Prime Minister Atal Bihari Vajpayee will make a statement about the tests in both Houses of Parliament on the opening day, immediately after the question hour, and the Houses will then discuss the issue during the day.

The session, which is expected to last till July 29, will see the introduction of the general budget by Finance Minister Yashwant Sinha on June 1. The first session of the Lok Sabha, held two months ago to enable the government to seek a vote of confidence, had passed an interim Budget till July end. There will be a break from June 12 to July 2 to enable the standing committees to consider demands from various ministries for grants.

The railway budget, to be presented by Railway Minister Nitish Kumar on May 29, will be preceded a day earlier by a paper on the status of the railways at the time of assumption of office by the Vajpayee government. The economic survey will also be presented on the same day as the status report.

The prime minister today began consultations with leaders of different political parties on the legislative business pending before the House. In the morning, he met Sharad Pawar and Dr Manmohan Singh of the Congress to discuss the Lok Pal bill, making Delhi a state, and the reservation for women bill.

He accepted the Congress suggestion for an all-party meeting on the bill for reservation of one-third seats for women in Parliament and state legislatures.

Later, he also met Somnath Chatterjee (Communist Party of India-Marxist), Indrajit Gupta (Communist Party of India), L P Yadav (Rashtriya Janata Dal), P Chidambaram (Tamil Maanila Congress), Mulayam Singh Yadav (Samajwadi Party), and Murasoli Maran (Dravida Munnetra Kazhagam).

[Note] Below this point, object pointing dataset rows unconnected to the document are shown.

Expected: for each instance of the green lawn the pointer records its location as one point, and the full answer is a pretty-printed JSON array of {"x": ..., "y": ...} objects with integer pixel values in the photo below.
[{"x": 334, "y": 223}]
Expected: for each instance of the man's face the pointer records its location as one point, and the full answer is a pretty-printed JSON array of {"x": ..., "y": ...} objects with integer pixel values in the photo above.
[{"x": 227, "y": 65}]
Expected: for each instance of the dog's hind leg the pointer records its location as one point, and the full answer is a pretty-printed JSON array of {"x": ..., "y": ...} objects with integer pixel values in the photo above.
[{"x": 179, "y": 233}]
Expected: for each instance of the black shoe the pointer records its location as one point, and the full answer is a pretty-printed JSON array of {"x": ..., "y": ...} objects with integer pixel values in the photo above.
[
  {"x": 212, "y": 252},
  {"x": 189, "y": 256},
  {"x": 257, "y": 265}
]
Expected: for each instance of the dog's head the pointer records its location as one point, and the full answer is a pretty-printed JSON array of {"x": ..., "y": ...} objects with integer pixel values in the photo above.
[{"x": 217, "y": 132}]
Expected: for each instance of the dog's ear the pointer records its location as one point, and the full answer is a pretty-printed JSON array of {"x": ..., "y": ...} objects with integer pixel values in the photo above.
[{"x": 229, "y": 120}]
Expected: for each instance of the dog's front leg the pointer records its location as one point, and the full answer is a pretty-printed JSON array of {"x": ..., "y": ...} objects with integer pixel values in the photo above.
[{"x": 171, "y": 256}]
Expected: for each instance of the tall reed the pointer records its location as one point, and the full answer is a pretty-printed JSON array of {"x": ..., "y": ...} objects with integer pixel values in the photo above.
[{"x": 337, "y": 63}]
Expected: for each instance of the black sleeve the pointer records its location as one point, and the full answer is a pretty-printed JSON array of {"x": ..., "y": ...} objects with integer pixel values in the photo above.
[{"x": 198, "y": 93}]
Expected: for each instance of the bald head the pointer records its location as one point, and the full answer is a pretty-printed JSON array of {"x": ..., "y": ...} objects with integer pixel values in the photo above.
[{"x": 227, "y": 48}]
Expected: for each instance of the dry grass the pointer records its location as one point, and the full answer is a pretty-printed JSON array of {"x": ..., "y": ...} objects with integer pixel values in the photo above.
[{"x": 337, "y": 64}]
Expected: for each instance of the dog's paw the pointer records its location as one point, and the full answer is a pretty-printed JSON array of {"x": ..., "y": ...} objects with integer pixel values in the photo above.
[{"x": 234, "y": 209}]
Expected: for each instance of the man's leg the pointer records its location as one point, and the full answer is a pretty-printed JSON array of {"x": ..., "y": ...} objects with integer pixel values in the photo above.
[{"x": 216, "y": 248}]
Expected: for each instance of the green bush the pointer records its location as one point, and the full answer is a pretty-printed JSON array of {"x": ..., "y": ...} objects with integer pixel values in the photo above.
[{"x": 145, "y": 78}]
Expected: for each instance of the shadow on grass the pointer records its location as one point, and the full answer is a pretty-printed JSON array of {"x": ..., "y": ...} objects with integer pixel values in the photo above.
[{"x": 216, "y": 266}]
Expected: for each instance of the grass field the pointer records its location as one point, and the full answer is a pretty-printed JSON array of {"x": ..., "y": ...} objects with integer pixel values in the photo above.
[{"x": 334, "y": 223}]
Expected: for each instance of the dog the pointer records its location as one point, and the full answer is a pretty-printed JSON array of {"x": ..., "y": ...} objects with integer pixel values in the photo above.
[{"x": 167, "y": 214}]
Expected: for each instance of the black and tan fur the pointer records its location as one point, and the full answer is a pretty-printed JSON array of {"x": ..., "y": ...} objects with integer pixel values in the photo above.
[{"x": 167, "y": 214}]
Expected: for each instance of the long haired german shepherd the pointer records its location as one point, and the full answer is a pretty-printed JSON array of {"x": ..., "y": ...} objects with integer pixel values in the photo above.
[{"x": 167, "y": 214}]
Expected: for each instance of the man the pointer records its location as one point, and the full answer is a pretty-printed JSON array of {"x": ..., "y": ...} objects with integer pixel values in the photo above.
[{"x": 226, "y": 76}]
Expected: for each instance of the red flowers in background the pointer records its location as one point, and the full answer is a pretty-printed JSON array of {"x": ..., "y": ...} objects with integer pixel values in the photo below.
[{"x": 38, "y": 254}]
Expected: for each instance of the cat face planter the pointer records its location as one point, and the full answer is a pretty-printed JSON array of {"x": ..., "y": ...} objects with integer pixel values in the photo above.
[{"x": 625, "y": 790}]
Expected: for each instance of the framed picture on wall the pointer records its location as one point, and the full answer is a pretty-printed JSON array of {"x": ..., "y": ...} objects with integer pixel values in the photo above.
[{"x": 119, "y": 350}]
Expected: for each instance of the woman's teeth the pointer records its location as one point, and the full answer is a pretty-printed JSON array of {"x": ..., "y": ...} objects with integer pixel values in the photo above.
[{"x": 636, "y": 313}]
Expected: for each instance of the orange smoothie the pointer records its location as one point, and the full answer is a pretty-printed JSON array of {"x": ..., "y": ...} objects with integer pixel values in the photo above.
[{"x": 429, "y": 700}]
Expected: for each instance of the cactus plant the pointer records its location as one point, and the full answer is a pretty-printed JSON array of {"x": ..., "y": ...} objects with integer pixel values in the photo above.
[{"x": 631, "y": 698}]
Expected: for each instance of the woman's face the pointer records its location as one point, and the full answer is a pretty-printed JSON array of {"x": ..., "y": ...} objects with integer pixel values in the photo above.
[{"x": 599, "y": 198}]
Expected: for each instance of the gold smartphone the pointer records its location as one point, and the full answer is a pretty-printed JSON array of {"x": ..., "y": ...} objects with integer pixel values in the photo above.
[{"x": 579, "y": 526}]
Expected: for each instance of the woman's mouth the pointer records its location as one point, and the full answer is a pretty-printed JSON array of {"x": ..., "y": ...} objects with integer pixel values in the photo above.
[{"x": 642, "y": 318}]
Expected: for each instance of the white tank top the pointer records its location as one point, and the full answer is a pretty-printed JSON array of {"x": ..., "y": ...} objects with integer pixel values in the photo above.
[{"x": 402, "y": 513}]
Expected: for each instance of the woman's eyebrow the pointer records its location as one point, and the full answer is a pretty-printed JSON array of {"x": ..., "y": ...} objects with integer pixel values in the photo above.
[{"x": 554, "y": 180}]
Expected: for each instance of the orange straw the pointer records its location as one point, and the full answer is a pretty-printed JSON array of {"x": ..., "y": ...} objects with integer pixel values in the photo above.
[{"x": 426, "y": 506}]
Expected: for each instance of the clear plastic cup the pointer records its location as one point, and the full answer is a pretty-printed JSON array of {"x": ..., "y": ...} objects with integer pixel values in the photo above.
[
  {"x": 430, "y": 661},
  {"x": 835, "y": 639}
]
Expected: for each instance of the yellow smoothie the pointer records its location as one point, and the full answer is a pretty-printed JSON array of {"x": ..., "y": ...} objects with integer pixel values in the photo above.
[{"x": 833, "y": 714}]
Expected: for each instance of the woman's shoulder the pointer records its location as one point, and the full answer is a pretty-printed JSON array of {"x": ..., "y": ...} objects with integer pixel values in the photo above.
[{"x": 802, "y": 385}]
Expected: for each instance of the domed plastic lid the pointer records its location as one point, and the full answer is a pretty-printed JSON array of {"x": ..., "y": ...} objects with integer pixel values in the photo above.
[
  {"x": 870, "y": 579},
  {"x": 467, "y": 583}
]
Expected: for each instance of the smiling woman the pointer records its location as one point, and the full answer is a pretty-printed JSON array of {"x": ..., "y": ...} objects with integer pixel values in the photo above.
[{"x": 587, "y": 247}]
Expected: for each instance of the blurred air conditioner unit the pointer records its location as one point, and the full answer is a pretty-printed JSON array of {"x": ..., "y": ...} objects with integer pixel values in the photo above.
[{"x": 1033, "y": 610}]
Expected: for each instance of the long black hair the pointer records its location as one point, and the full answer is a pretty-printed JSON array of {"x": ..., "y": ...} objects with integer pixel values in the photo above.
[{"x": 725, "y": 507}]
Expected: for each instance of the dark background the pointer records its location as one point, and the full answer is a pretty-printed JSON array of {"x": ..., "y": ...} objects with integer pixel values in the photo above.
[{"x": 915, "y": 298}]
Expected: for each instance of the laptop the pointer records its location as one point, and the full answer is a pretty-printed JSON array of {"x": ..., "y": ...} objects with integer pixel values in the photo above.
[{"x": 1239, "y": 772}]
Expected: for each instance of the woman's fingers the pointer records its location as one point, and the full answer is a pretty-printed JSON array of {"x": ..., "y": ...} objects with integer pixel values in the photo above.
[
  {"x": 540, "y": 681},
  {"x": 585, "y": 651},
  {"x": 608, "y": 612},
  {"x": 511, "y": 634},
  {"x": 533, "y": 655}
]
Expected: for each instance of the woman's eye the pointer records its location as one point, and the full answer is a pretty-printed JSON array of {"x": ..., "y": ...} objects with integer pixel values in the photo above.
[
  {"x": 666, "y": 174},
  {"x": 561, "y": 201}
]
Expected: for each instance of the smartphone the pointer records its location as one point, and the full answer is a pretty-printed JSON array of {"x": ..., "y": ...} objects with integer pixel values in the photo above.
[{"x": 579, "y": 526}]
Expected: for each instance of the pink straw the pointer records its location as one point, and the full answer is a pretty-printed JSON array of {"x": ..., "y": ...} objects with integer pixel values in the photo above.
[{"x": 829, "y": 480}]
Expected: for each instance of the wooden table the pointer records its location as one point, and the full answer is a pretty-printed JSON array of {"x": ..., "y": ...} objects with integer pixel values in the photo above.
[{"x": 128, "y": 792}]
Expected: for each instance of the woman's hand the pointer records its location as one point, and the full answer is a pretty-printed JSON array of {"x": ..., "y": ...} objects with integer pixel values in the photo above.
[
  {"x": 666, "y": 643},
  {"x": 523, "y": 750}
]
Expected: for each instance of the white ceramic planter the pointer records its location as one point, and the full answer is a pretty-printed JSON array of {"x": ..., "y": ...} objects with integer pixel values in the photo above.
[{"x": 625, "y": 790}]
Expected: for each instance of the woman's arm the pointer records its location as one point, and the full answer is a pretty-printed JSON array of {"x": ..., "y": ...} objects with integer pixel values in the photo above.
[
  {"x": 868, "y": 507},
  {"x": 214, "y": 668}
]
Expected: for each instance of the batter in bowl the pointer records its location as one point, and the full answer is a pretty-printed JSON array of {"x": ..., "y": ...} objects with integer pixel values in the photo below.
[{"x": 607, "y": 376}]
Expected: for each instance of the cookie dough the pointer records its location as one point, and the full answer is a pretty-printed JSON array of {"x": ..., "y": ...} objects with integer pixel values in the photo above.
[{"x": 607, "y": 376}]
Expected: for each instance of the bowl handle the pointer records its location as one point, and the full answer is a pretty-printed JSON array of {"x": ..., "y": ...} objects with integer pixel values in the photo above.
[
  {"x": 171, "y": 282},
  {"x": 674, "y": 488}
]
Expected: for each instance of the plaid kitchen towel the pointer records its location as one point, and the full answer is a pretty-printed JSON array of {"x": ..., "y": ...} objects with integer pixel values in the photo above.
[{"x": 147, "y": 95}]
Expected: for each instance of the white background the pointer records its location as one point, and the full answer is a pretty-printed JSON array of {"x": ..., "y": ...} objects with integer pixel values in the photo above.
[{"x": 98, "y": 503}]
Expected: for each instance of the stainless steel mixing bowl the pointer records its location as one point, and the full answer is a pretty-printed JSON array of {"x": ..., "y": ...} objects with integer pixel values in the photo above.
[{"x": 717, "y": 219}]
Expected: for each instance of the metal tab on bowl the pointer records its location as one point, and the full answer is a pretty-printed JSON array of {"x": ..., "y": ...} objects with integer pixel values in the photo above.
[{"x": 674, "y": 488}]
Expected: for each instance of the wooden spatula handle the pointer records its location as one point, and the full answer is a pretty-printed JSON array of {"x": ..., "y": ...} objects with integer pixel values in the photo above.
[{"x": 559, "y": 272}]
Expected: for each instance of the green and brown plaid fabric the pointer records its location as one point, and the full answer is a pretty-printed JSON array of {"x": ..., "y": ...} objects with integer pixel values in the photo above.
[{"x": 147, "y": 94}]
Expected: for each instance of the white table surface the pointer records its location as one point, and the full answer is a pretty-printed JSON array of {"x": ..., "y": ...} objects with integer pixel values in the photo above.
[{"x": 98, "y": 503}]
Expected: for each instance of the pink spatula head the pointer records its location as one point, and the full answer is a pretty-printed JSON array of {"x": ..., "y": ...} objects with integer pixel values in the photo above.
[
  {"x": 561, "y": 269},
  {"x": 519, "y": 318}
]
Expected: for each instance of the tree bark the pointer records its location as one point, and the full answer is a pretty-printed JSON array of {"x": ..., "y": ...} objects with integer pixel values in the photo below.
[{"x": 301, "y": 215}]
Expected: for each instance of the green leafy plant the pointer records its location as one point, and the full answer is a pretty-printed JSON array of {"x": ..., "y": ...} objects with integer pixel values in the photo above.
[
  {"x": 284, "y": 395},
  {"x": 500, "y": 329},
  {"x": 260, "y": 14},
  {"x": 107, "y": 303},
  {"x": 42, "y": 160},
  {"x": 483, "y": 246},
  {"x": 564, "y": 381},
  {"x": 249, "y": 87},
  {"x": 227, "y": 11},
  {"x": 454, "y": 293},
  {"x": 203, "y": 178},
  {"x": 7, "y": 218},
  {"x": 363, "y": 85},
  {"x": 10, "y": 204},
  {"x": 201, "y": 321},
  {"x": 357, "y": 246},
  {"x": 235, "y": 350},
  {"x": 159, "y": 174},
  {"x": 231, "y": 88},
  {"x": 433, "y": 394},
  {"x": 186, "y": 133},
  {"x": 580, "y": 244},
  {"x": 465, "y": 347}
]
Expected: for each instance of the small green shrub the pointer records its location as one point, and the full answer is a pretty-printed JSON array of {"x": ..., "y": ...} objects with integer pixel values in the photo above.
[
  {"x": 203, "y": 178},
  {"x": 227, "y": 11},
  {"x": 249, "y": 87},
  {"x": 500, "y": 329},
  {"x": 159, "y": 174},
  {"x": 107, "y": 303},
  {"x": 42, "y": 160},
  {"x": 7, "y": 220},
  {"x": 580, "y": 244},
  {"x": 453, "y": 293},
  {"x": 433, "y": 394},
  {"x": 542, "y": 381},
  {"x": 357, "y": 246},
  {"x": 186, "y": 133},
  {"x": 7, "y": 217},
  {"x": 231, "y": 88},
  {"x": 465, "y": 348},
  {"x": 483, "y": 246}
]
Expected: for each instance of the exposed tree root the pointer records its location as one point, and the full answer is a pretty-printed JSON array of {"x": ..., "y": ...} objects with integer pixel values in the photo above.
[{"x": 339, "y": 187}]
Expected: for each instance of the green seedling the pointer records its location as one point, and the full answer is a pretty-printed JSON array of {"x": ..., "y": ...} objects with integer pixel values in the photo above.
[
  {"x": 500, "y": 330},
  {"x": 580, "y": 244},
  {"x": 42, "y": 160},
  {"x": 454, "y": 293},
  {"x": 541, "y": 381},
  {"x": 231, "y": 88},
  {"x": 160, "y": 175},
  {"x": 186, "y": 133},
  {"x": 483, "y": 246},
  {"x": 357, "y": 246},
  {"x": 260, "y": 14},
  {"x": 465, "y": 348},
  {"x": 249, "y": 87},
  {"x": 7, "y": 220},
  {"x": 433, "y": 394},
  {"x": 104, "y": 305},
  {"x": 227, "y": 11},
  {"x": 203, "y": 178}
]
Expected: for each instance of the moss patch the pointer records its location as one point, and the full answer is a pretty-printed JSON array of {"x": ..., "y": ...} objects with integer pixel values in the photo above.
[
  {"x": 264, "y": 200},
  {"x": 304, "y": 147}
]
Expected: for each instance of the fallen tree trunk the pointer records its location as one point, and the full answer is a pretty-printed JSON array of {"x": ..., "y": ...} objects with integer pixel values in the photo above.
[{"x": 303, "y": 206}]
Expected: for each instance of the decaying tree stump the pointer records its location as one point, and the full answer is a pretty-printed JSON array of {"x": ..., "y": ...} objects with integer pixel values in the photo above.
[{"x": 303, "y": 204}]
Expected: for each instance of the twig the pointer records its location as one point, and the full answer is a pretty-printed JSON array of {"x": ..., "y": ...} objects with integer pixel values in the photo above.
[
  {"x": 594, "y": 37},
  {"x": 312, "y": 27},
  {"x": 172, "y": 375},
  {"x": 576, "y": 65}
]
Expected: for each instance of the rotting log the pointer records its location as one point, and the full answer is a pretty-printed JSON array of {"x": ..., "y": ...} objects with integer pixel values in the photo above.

Three bills to replace ordinances issued by the President -- one on lotteries, another on essential commodities, and the third on pharmaceuticals -- will be introduced on the first day itself.

Parliamentary Affairs minister Madan Lal Khurana said the bill for creation of the Uttarakhand state was also expected to come up during the session.

However, the session is also expected to discuss various ticklish issues like the economic sanctions imposed by the United States, Japan, and Germany following the nuclear tests, Indo-Pak and Sino-Indian relations, and the reported statement by Home Minister L K Advani for adopting a tough stance towards Pakistan.

The session will also take up the question of India signing the Non-Proliferation and the Comprehensive Test Ban Treaties, India's claim for a permanent seat in the United Nations Security Council, electoral reforms, and the Bharatiya Janata Party's statements about reviewing the Constitution. The various financial scandals plaguing the country also expected to be discussed.

The promises made by the government in the President's address to Parliament two months ago like introduction of a national population policy, development bank for women entrepreneurs, and Centre-state relations will also come up for discussion.

An amendment will also be brought forward to the Prasar Bharati Act which had been amended by the previous government through an ordinance which has been allowed to lapse.